Тия Аллегра, которая была ровесницей бабушки Розы, а может, и постарше ее, от моей бабушки сильно отличалась. «Тель-Авив превратил ее в ашкеназку», – говаривала бабушка Роза. Тетушка носила широкие брюки, белую блузку и жакет, застегнутый на все пуговицы, на носу у нее красовались круглые очки. Бабушка Роза, даже когда зрение у нее стало уже не то, носить очки отказывалась. Тия Аллегра умела читать и писать, и на чайном столике у нее всегда лежала газета «Давар», которую она выписывала. Она долгие годы ухаживала за жившей в ее доме Меркадой, пока та не умерла. И я знала, что она сможет рассказать мне историю нашей семьи с того места, на котором остановилась бабушка Роза.

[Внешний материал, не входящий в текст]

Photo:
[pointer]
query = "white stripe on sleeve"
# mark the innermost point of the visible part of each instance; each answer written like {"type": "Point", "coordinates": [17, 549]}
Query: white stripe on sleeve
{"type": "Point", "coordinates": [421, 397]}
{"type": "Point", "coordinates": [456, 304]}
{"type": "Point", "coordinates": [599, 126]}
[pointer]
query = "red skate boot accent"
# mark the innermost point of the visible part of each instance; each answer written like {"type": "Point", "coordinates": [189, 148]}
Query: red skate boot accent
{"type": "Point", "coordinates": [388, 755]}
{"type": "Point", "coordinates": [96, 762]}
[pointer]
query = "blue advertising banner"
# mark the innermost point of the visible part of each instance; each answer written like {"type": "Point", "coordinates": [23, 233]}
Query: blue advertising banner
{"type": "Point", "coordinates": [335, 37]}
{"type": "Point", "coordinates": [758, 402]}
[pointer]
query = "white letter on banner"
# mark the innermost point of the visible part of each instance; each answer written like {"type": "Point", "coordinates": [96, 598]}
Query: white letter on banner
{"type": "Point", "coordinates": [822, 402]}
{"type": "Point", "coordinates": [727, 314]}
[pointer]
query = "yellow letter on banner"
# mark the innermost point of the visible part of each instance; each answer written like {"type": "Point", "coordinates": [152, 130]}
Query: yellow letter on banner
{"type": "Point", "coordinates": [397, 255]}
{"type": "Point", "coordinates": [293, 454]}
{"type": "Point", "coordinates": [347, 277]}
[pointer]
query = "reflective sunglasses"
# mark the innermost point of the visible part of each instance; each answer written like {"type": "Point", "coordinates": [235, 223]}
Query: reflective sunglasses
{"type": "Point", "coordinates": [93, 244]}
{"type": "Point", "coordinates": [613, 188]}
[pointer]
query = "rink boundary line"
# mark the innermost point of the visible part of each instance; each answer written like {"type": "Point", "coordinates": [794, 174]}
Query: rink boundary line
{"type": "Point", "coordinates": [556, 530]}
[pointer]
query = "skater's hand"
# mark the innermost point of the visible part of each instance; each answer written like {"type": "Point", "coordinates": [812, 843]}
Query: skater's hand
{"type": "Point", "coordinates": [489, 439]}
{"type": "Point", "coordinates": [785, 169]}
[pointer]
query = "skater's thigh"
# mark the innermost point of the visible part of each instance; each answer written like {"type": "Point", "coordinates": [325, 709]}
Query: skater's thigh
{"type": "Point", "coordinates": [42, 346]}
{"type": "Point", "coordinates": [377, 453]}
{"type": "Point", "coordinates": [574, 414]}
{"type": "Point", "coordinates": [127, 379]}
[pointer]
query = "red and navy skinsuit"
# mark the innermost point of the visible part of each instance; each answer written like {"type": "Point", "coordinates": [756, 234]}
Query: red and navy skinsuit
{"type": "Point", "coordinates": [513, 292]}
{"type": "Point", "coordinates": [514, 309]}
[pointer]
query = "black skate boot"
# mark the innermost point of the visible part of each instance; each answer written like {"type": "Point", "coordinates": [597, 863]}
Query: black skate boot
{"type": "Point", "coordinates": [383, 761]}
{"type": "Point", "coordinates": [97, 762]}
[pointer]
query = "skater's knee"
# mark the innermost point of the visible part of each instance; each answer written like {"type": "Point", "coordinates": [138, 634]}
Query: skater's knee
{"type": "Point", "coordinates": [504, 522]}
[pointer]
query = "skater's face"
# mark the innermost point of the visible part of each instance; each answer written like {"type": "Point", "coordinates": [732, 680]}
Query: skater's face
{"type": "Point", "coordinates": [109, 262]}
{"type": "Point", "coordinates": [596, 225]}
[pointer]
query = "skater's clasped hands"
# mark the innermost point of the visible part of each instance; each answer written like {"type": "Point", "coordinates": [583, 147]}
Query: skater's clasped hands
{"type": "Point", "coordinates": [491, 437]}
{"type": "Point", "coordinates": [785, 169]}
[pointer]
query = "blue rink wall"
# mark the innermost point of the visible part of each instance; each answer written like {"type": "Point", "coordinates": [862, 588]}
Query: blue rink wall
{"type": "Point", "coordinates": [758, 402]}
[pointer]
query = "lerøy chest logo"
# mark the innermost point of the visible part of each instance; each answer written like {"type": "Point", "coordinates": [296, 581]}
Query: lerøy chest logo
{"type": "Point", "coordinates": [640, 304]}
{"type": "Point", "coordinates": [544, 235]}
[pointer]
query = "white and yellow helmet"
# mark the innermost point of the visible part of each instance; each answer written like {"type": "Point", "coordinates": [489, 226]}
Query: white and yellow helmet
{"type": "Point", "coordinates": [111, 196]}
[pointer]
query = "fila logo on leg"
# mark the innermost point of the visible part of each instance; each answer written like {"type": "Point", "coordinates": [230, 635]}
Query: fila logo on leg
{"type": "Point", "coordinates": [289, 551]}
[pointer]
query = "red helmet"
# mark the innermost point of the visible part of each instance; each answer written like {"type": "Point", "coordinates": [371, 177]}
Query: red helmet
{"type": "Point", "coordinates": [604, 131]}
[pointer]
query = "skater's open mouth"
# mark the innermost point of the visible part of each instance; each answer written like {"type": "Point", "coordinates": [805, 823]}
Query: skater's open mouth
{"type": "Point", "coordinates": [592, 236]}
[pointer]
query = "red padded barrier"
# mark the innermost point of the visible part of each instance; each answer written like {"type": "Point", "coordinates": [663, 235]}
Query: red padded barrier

Я все съела, унесла в кухню тарелку и ложку, вымыла их, положила сушиться на мраморную столешницу и вернулась в гостиную. Старенькая мамина тетушка сидела в кресле, погруженная в себя. Я смотрела на нее и думала: что делают люди, когда они стареют, когда их ноги тяжелеют, и они не могут спуститься по ступенькам на бульвар покормить птиц, а если и спускаются, то потом им тяжело взобраться обратно? Что делают старые люди, когда наступает вечер и уличный гул затихает, а шум автобусов и машин, проносящихся по бульвару, сменяется убийственной тишиной, и даже птицы, засыпающие в кронах деревьев, перестают щебетать? И я поняла, что своим присутствием скрашиваю одиночество тии Аллегры. Поняла, что должна воспользоваться этой минутой, не дать ей ускользнуть и стать еще одной потерянной минутой в стране потерянных вещей. Что я должна попросить ее рассказать мне то, что бабушка Роза рассказать не успела.
– А почему тебе так важно это знать? – спросила тия Аллегра. – Зачем нарушать покой умерших? Зачем говорить о вещах, которые время изменить не в состоянии и которые все равно потеряны?
– Я хочу понять, – объяснила я. – Я хочу знать правду о нашей семье и о мужчинах, которые не любили своих женщин так, как те любили их.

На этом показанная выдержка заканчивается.